2020-12-16

なぜ今、丸紅は水素に注目するのか?

相良明彦・丸紅常務



 アンモニアは水素のエネルギーキャリア(貯蔵、輸送媒体)としての役割に加え、火力発電の燃料として直接利用できる。

 JERAは、2020年代前半に碧南火力発電所(愛知県)でアンモニアと石炭を混ぜて燃やす実証試験を始める方針で、すでに実用化も見えてきたという。丸紅はこのJERAとも共同でNEDO(新エネルギー・産業技術総合開発機構)の委託業務に参画しており、水素、アンモニア両面から事業化の可能性を探っている。

 相良氏は「輸入による水素が大規模に社会実装されるのは、輸送や貯蔵の技術の進捗を考えると2030年代になるだろうが、アンモニアはすでに肥料などに利用されており、既存のインフラを活用することができるため、社会実装は2020年代後半ではないか」と指摘する。

 その上で「いずれにしても、化石燃料から水素やアンモニアをつくるには、CO2が付随して出てくるので、CCUS(CO2の回収・活用・貯留)といった技術開発がセットになってくる。また、社会実装に向けては、水素やアンモニアの利活用を企業に促す制度整備が重要になる。丸紅は、資源エネルギー庁が主催する水素やアンモニアに関する協議会の主要メンバーとして参加し、必要な制度整備について関係者との協議を継続している」と語る。

総合商社のアジェンダとは?


 菅義偉首相が2050年に温暖化ガスの排出を実質ゼロにするカーボンニュートラルを宣言するなど、世界中で地球温暖化対策に取り組む機運が高まっている。
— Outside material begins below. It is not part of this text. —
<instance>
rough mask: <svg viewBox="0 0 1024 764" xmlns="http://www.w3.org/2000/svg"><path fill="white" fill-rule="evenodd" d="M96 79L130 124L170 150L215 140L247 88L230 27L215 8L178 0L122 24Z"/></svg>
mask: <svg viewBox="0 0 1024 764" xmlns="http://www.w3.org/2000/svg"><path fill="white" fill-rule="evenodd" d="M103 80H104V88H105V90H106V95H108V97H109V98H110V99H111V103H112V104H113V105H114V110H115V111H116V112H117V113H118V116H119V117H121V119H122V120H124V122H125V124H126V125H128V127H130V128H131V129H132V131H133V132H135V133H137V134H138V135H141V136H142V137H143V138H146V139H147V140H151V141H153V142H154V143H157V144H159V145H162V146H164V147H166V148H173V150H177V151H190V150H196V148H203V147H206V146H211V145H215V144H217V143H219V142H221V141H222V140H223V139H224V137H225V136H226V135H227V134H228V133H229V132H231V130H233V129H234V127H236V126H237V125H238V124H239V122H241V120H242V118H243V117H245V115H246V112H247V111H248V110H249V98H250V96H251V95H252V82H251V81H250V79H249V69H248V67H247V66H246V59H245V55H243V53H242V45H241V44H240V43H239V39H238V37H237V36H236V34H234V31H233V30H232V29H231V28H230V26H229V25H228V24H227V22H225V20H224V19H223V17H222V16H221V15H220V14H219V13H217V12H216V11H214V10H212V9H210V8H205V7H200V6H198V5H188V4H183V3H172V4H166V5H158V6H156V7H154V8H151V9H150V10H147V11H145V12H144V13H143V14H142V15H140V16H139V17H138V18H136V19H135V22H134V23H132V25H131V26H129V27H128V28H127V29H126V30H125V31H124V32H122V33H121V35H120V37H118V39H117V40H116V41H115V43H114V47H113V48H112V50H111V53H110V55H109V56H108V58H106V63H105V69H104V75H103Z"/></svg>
また、経済産業省では現在、中長期のエネルギー政策「エネルギー基本計画」の見直し議論を進めているが、今後、水素やアンモニアなどの活用は欠かせないものになるはずだ。

 丸紅は国内でも水素活用を進めようと、宮城県富谷市で既存物流網を生かして、太陽光由来のグリーン水素を一般家庭や公共施設へ配送する実証実験を実施中。福島県浪江町においても事業化調査を実施している。

「当面は国内の複数の地域で地産地消型のサプライチェーン構築に注力し、その延長で大規模な輸入を伴う国際的なサプライチェーンの構築を図りたい。総合商社も、今はカーボンニュートラルや環境への取り組みにおける様々なソリューションを社会やお客様に提供することが経営のアジェンダ(経営課題)になった。これほど市場から新事業創造と環境対応を求められたことは記憶にないが、既存の化石燃料ビジネスとのバランスにも留意しながら、その期待に
応えられるようチャレンジしていきたい」と語る相良氏。

 水素社会の実現に向けまだまだ課題が多いのは事実だが、総合商社ならではの知恵とノウハウを生かして脱炭素社会の実現に結びつけることはできるか。